The replacement of fossil-based PET with regenerated cellulose (RC) resulted in NF3000-based standard-configuration OPV cells with an advantageous power conversion efficiency (PCE) of 15.88%. The excellent PCE and high optical transmission in the visible range (89–92%) validate RC as a competitive, compostable substrate. While the propylene glycol–gelatin (PGG) films showed promise, processing challenges due to thermal sensitivity and water absorption highlighted the need for further material optimization, including potential crosslinking or wax modification.
The developed soil-compatible carbon paste (SCP) performed significantly better as an electrode than the commercial alternative in P3HT:PCBM-based inverted-configuration OPV cells, resulting in a PCE of 1.98%, with Voc of 0.42 V and Jsc of 51 μA cm−2. The obtained values are relatively close to those of the reference cells with a metal-based top electrode. The efficiency of the fully printed inverted OPV can be increased by using a high-performing donor–acceptor blend.
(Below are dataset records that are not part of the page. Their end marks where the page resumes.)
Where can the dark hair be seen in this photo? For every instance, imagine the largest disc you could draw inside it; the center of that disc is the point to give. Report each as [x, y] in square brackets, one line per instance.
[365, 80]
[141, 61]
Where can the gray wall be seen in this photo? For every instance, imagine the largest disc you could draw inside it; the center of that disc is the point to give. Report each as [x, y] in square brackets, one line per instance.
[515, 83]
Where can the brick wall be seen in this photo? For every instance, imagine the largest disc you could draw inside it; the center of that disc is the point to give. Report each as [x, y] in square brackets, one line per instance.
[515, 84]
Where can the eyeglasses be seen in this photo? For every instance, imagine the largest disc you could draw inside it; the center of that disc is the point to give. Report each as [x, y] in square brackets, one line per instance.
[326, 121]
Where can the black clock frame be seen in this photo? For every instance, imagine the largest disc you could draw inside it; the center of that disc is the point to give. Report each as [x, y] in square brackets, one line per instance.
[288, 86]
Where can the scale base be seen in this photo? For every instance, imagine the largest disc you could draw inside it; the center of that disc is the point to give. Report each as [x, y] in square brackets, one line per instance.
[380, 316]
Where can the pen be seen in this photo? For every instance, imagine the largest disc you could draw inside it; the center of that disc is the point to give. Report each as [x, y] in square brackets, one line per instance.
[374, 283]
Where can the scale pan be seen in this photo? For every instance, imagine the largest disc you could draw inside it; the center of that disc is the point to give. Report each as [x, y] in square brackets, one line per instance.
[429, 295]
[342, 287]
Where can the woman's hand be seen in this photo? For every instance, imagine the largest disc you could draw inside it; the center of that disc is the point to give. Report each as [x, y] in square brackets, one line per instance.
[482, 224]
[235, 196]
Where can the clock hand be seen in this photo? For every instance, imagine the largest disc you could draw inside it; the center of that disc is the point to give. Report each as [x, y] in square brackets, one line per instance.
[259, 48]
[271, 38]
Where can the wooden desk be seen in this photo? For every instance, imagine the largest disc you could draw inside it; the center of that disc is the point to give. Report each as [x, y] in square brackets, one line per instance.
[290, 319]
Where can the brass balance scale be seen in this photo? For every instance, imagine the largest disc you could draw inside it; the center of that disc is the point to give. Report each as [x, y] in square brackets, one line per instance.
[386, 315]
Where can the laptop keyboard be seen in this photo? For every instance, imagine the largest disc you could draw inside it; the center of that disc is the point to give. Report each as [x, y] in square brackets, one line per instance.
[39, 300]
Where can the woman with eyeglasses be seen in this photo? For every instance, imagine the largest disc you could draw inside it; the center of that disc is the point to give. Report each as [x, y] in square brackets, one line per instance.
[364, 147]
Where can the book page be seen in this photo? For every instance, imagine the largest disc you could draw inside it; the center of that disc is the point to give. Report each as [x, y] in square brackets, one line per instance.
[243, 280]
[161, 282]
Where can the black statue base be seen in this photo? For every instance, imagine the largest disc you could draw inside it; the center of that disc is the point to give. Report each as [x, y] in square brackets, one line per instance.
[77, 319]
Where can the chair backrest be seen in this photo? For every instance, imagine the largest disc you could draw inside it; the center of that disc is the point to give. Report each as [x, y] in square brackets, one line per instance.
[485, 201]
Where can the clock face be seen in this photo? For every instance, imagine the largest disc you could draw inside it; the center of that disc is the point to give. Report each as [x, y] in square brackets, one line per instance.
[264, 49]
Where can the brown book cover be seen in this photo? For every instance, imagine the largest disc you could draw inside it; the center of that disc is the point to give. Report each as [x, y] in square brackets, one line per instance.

The ecological advantages and compostability of the fabricated OPVs provide opportunities for employing fully degradable devices in applications where high performance is important but not the primary requirement.
This design approach can contribute to transforming agricultural models (where advanced sensing systems are essential) into more environmentally sustainable models by preventing the release of unnecessary and harmful chemical substances into the environment. However, its implications extend beyond agriculture. The proposed materials and device structures are also suited for health monitoring and other sectors relying on single-use electronics, where environmental exposure or high-volume disposal is a concern. Compostable or safely decomposing OPV components can significantly reduce the risk of microplastic release and contribute to the circular economy.
Future research will focus on improving the long-term stability of biodegradable layers, scaling up fully printed devices, and assessing degradation behaviour in real soil environments.